Under the compromise the 80-member Assembly and 40-member state Senate planned to start considering Thursday afternoon, the state hopes to eliminate less than 60 percent of a projected $26 billion deficit with spending cuts. The rest would get covered by one-time raids on local government funding and accounting maneuvers, such as deferring state employee paychecks by one day for a savings on paper of $1.2 billion.
Given past budget debates, whether the plan gets the Legislature's required two-thirds approval is not likely to be known until early Friday. It could take even longer before officials decide whether the deal will allow California to stop issuing IOUs.
Legislative leaders acknowledge their solution is imperfect and contains distasteful provisions such as offshore oil drilling and cuts across all major programs, including education, prisons, health care and welfare. But they're making their case to 115 other lawmakers that the plan is vital to address the state's cash-flow crisis.
"Given the enormity of the numbers, I'm damn proud of what the Legislature and the governor have done here to avoid a complete catastrophe," said state Senate President Pro Tem Darrell Steinberg.
But the plan's passage remains uncertain in a fractious Legislature that has been mired in a seemingly endless fiscal crisis for at least two years. Lawmakers from both parties also are reluctant to anger their constituents - not to mention jeopardize their own political ambitions - through a raid on local governments. Local governments have already announced they are ready to sue.
"We're going to fight Sacramento," said Los Angeles Mayor Antonio Villaraigosa. The city stands to lose $266 million over one year under the tentative pact, he said.
Health and welfare groups and public employee unions continued to protest the cuts. A group of seniors and disabled people on Thursday planned to give Schwarzenegger a giant mock thank-you card from oil and tobacco companies, which they said fared well under the deal at the expense of California's most vulnerable.
The overall deal needs to satisfy the bond markets so California will be able to take out short-term loans to cover daily expenses until next spring, when most of the state's tax revenue arrives. The plan also accelerates collection of about $610 million in income and corporate taxes so the state gets the money sooner.
State Treasurer Bill Lockyer has said it was too soon to tell the impact of the deal on the state's borrowing needs.
Obtaining those loans is essential to the state's ability to stop issuing IOUs to thousands of state contractors and vendors, which it has been doing in an effort to conserve cash.
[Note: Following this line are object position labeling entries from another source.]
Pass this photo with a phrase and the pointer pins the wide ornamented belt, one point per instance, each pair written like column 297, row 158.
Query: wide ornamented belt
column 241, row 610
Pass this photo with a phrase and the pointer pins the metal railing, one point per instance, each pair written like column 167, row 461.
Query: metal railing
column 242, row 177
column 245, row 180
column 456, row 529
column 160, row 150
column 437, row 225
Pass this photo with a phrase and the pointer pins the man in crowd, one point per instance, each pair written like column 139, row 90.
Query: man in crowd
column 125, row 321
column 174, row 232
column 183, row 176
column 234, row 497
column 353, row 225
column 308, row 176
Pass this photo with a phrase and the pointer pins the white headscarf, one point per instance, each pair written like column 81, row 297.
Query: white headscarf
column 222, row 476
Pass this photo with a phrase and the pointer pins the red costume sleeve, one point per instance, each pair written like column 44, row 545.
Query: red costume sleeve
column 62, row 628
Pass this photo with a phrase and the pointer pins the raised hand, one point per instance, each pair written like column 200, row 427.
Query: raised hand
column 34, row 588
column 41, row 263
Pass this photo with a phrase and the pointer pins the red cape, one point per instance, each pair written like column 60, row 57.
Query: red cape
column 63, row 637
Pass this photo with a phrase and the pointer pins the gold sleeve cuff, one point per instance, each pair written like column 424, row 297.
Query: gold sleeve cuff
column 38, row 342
The total amount of IOUs issued for July alone was expected to reach nearly $3 billion.
Unless the budget for the current fiscal year is balanced by late August, the state controller has warned that California's cash shortage will grow so acute that he may start paying government workers with IOUs and halt contributions to state pension funds.
State employees also have been furloughed three days a month, the equivalent of a 14 percent pay cut, and the state's bond rating is hovering near junk status.
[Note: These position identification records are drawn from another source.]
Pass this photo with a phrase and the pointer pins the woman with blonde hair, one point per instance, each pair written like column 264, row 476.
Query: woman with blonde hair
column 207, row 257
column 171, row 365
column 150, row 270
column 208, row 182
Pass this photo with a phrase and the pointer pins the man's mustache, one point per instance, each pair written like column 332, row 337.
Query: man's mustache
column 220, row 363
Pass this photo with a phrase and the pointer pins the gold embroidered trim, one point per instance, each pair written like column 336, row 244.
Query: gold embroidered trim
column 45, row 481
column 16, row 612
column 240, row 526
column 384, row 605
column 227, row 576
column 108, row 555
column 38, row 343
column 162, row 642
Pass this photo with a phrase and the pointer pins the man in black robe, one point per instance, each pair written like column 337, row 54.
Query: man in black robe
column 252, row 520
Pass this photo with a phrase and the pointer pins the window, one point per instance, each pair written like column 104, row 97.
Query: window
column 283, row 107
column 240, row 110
On Wednesday, Schwarzenegger predicted the agreement to balance the state's books would get through the Legislature despite "some hiccups, some obstacles, some bumps in the road" put up by special interest groups.
The plan would sell off part of the State Compensation Insurance Fund, a quasi-governmental agency that is the state's largest writer of workers' compensation insurance, for an estimated $1 billion. The state Legislature's budget analyst has said it's unlikely a sale could be completed by the end of the fiscal year, June 30, 2010.
The plan also would push back state employee paychecks by one day so that paychecks originally slated for June 30 would be issued July 1, the start of the 2010-11 fiscal year.
"It doesn't close the deficit," said University of Southern California political scientist Sherry Bebitch Jeffe. "Are they going to next year shift the last paycheck over again? That doesn't solve the problem."